The continual evolution of photon sources and high-performance detectors drives cutting-edge experiments that can produce very high throughput data streams and generate large data volumes that are challenging to manage and store. In these cases, efficient data transfer and processing architectures that allow online image correction, data reduction or compression become fundamental. This work investigates different technical options and methods for data placement from the detector head to the processing computing infrastructure, taking into account the particularities of modern modular high-performance detectors.
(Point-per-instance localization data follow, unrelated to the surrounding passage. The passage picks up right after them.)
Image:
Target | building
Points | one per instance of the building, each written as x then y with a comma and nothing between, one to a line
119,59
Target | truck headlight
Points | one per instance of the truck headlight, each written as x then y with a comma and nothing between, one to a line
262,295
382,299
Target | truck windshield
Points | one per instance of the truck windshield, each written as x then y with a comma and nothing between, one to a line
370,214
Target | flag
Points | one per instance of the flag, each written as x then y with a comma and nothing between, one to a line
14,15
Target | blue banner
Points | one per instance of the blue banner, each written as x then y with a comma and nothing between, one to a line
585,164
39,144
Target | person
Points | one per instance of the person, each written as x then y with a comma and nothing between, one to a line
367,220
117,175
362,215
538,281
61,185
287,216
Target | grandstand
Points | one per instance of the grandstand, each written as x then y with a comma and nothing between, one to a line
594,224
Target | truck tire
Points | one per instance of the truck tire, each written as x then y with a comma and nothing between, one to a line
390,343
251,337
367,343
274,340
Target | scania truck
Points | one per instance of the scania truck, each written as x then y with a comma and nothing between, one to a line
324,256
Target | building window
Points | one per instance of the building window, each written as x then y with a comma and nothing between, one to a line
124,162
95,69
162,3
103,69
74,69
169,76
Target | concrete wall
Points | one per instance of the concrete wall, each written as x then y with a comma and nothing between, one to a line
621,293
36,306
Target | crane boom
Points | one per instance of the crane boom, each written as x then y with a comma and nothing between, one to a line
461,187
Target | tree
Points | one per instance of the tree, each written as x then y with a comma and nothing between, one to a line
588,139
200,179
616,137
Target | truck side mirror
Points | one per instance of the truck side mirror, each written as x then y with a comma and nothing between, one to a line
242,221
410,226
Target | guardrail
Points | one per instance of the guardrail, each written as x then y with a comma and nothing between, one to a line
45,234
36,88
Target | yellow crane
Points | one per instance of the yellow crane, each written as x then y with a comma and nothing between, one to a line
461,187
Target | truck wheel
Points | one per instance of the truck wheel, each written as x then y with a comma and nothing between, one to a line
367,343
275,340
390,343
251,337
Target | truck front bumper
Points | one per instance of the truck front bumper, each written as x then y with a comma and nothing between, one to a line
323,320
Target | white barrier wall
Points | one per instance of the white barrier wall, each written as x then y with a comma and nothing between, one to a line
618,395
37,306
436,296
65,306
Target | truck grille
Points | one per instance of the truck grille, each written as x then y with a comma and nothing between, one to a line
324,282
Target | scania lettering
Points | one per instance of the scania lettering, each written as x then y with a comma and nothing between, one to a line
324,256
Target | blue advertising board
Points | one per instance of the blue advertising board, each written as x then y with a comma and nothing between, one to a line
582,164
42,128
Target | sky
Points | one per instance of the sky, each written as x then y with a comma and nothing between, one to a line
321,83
In order to compare realistic figures, the future ESRF beamline dedicated to macromolecular X-ray crystallography, EBSL8, is taken as an example, which will use a PSI JUNGFRAU 4M detector generating up to 16 GB of data per second, operating continuously during several minutes. Although such an experiment seems possible at the target speed with the 100 Gb s-1 network cards that are currently available, the simulations generated highlight some potential bottlenecks when using a traditional software stack. An evaluation of solutions is presented that implements remote direct memory access (RDMA) over converged ethernet techniques. A synchronization mechanism is proposed between a RDMA network interface card (RNIC) and a graphics processing unit (GPU) accelerator in charge of the online data processing. The placement of the detector images onto the GPU is made to overlap with the computation carried out, potentially hiding the transfer latencies. As a proof of concept, a detector simulator and a backend GPU receiver with a rejection and compression algorithm suitable for a synchrotron serial crystallography (SSX) experiment are developed. It is concluded that the available transfer throughput from the RNIC to the GPU accelerator is at present the major bottleneck in online processing for SSX experiments.

Keywords: GPU; RDMA; RoCEv2; SSX; online data analysis; online data processing.